Cut into slices, the turtle cooked fast and we filled the shell with the fatty, roasted meat. I loved the burnt bits, which we ate as the ducks cooked on a spit.
“Do your Aunt and Uncle ever talk about what happened?” Joe asked me.
“Yeah, what the fuck did happen?” Carmen said. “I mean, obviously somebody lived in all the hotel rooms and apartments. Somebody shopped in Bergdorf Goodman and rode in all these dead cars.”

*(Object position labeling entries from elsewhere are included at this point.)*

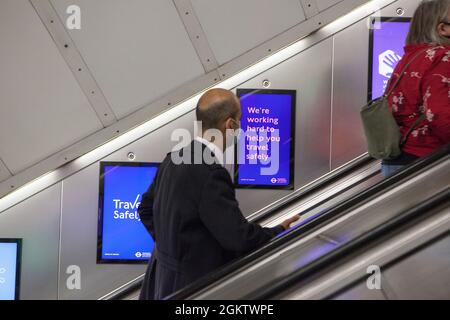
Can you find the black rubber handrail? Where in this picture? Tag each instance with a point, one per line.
(277, 286)
(311, 188)
(334, 176)
(310, 225)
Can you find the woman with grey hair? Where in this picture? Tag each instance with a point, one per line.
(424, 89)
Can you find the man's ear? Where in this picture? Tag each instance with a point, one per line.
(229, 124)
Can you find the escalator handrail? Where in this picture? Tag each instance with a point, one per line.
(312, 187)
(277, 286)
(257, 217)
(310, 225)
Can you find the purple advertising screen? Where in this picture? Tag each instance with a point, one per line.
(387, 41)
(265, 155)
(122, 238)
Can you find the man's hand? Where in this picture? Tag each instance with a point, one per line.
(286, 223)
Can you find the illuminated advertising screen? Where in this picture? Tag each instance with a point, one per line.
(10, 256)
(387, 41)
(265, 150)
(122, 238)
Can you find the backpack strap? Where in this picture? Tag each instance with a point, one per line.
(414, 126)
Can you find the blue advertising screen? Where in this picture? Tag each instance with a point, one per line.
(387, 41)
(122, 236)
(265, 150)
(9, 269)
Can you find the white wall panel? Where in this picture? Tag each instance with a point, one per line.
(4, 172)
(42, 108)
(234, 27)
(138, 50)
(36, 221)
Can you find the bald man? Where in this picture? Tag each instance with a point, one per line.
(191, 210)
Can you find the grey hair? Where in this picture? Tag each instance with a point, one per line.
(426, 19)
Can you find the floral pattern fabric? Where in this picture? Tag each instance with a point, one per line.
(424, 89)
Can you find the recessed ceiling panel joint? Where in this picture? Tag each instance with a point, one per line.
(196, 34)
(75, 61)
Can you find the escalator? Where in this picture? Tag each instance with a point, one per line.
(337, 210)
(328, 190)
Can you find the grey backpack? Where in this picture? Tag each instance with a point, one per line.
(384, 140)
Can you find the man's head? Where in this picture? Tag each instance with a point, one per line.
(219, 109)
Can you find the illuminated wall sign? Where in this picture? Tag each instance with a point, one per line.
(122, 238)
(265, 156)
(10, 260)
(387, 41)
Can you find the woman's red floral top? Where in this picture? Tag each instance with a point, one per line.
(424, 89)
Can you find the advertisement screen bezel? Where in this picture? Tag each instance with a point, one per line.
(103, 165)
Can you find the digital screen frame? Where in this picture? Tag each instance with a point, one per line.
(100, 232)
(18, 263)
(291, 167)
(372, 36)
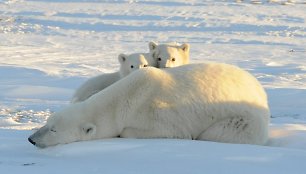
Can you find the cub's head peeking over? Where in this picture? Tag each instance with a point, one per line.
(170, 54)
(132, 62)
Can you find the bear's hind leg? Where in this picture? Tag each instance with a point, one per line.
(236, 130)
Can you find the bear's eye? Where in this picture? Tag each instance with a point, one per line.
(88, 130)
(52, 130)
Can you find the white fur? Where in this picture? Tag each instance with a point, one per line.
(170, 54)
(215, 102)
(128, 64)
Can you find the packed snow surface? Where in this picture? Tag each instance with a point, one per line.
(50, 47)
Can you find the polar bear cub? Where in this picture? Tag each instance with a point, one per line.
(212, 102)
(170, 54)
(128, 64)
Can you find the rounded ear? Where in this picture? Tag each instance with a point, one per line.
(122, 58)
(152, 45)
(185, 47)
(89, 129)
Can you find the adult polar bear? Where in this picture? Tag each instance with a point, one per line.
(215, 102)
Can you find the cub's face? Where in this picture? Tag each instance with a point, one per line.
(133, 62)
(169, 55)
(60, 130)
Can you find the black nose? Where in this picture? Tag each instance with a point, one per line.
(31, 141)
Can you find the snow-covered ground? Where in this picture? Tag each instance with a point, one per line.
(49, 47)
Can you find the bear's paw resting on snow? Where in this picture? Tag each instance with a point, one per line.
(214, 102)
(128, 64)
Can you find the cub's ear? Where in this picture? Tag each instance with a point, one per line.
(152, 45)
(89, 129)
(185, 47)
(122, 58)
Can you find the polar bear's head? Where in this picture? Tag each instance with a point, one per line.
(61, 129)
(170, 55)
(72, 125)
(132, 62)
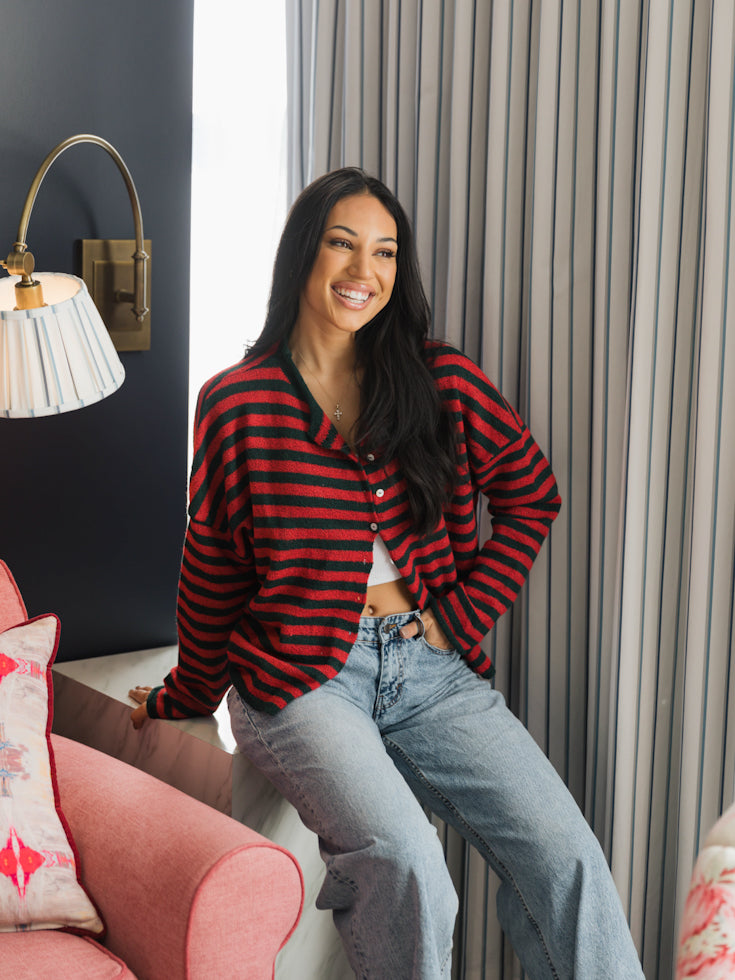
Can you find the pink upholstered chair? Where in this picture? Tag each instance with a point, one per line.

“They never have much to say about anything,” I said.
Their whole thing was about keeping things cool, peaceful, avoiding trouble, not making waves as they put it.
“I think it scared the shit out of them. After all, they were only kids when it all happened.”
“Same with our parents,” Joe said, and Carmen nodded.
The duck smelled almost sweet – the flame kissed the fat slicked skin. I was hungry again, even after all that roasted turtle.

“But I do know someone who’ll talk about it,” I said. “Someone who knows it all. I'm going to take you to him. His name is Terence.”
“That sounds great,” Carmen said.
“He’s like my second father.”
We ate our fill and then some.
“So they’re alive?” asked Carmen, lounging back against the statue’s base.
“My parents?”
I’d never considered otherwise. The question was shocking.
“I guess so,” I said. “I mean I assume so.”
“But you’ve never heard from them.”
“No.”
“Not once?”
I shook my head. “Wow,” said Joe. “Do you ever think about going to look for them?”
“You can’t,” said Carmen. “They wouldn’t ever let across the wall. You idyot.”
“I think about it every day,” I said.
And that was the truth. I’d had so many plans for going to find them. But I’d never done it. I’d never felt old enough, or strong enough – until now. Now, my belly full of meat, I was definitely going to do it.